By Steve Yarbrough
Acrylic face mounting can make a print really stand out, which is an essential prerequisite for fine art and other high-end applications. In order to produce a visually appealing output, there are five physical material aspects one must consider.
Photo paper or print media
The photo paper or print media plays an important role in the acrylic face-mounting process. One must always use good quality paper for an acrylic print. The most popular print media—and the one which the author prefers for most projects—is metallic paper. Whether it is satin or glossy, metallic paper enhances the vibrancy of a photograph. Not all pictures require metallic paper though; portraits, for example, often produce the best results on a pearl-finish type paper. Every surface has a roughness average (RA) and, the smoother the surface of the photograph, the better the results will be during the face-mounting process. If one does not have a completely smooth surface, they risk getting tiny air bubbles in the print called silvering.
Another important aspect for face mounting is the acrylic itself. Not all acrylic is alike: there is cell cast acrylic and extruded acrylic. Cell cast acrylic is harder, has a more uniform thickness, is more scratch-resistant, and is typically clearer than extruded acrylic. Most people in the signmaking industry only use cell cast acrylic for face mounting, regardless of its thickness. There can be slight variance in thickness when dealing with this material; therefore, a laminator that can adapt to these variances definitely helps.
Heat can be used to shape acrylic into a variety of items such as furniture or art pieces.

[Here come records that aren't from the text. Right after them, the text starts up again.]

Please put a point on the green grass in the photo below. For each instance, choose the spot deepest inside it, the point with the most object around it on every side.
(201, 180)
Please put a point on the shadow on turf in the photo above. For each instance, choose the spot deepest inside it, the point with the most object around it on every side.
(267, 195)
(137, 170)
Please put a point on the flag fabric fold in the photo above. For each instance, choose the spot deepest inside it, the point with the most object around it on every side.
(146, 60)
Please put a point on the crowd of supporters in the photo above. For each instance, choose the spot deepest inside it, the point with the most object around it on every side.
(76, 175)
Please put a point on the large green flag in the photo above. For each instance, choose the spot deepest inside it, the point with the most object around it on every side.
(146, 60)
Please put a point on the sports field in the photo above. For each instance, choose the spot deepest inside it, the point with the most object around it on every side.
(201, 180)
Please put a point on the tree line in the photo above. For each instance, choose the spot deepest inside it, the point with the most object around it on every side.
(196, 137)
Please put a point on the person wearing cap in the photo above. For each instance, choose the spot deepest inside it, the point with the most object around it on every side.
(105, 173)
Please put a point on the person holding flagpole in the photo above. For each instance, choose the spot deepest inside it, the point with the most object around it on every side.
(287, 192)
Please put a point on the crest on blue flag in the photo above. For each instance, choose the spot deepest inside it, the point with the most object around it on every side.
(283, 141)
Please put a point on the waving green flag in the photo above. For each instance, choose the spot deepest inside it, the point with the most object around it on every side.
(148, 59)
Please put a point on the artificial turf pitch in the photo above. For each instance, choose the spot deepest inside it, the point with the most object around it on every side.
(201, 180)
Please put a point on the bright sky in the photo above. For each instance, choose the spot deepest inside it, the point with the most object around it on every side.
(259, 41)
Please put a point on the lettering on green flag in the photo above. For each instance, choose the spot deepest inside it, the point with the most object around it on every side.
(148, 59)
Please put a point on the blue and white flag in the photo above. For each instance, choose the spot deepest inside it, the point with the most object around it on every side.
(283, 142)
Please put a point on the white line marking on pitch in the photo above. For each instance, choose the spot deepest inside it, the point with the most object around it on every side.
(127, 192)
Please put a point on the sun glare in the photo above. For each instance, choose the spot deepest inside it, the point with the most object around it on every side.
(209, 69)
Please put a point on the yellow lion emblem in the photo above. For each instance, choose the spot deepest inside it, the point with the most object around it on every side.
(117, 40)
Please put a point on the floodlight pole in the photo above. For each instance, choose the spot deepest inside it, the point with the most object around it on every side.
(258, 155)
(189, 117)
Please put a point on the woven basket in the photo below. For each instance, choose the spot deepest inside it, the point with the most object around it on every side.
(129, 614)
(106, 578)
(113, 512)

The material is also affected by humidity, which can cause the acrylic to warp, even after face mounting. In such a case, for example, the acrylic starts flat and is fine until after a period of time, when environmental conditions begin to cause damage. Warping is caused by differential moisture absorption on the face of the acrylic versus the back surface, which is covered by the print and, in some cases, a non-acrylic backer and cleat-style hanging. This issue can be resolved by using another piece of acrylic as the backer instead of some other material; however, this would result in a more even reaction to moisture absorption on each side of the mounted print. Similarly, it would create a more even reaction to thermal changes if it were part of the cause.
Acrylic can turn out to be an expensive material.
A single 2438- x 1219-x 19.5-mm (96- x 48-x 0.75-in.) sheet of museum-quality acrylic can cost nearly $4000. While this acrylic type is not required for most projects, one cannot expect to see stunning results with cheap material from a local store. However, cheap acrylic is good to practice with and hone one’s mounting and polishing skills.